Online and social media sales are also illegal because, at some point, a controlled substance is transported, stored, or sold in violation of the laws of the jurisdiction.


Studies and others have shown that mislabeling of e-cigarettes is widespread. Enforcement is complicated by the need to conduct laboratory tests on products before they can be confiscated.


The solution is simple. Remove e-cigarettes from the market that claim to be nicotine-free or are not labeled as containing nicotine. They are marketed under the shadow of misinformation about e-cigarettes being a safer alternative to smoking - when they have no place in quitting - and they are filled with harmful toxins and marketed to children.


Removing them would make it easier to capture nicotine e-cigarettes under established rules and help ensure that only individuals with a prescription can use them.


The adolescent e-cigarette users in the study are acquiring e-cigarettes through organized commercial interests, regardless of their primary source. Key access points (importers, wholesalers, online, social media, over the counter sales) are evident and facilitate the illegal sale of harmful, addictive products to children on a commercial scale.


A new generation of young Australians is facing lung damage and nicotine addiction. It also risks undoing decades of success in tobacco control among adolescents and young adults.
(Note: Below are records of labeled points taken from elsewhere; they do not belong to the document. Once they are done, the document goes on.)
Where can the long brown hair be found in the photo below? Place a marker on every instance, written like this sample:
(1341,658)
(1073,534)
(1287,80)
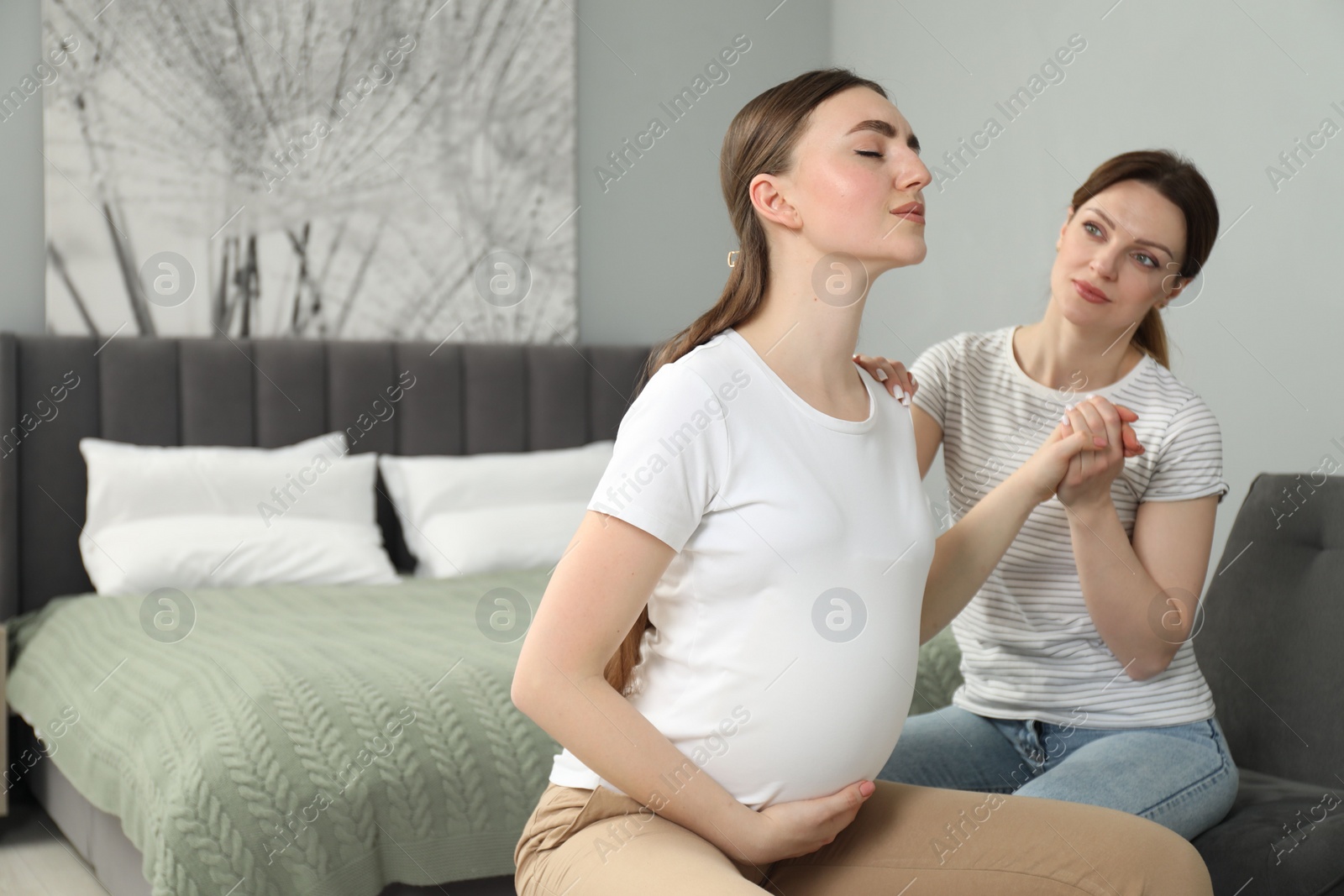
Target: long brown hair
(761,140)
(1176,179)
The Australian government must act immediately to restrict all e-cigarette use outside the TGA prescription pathway, both nicotine and non-nicotine. This will not only prevent children, young people and non-smokers from having easy access to harmful products, but will also strengthen prescription-only policies.



About the author


Paul Grogan is a senior consultant at The Daffodil Centre, a joint cancer research facility between the Cancer Council NSW and the University of Sydney. He is a former chair of the National Committee on Tobacco at the Cancer Council of Australia.


Becky Freeman is an Associate professor in the School of Public Health at the University of Sydney.


Anita Dessaix is Director of Cancer Prevention and Advocacy at the Cancer Council NSW and Chair of the Cancer Council's Public Health Committee.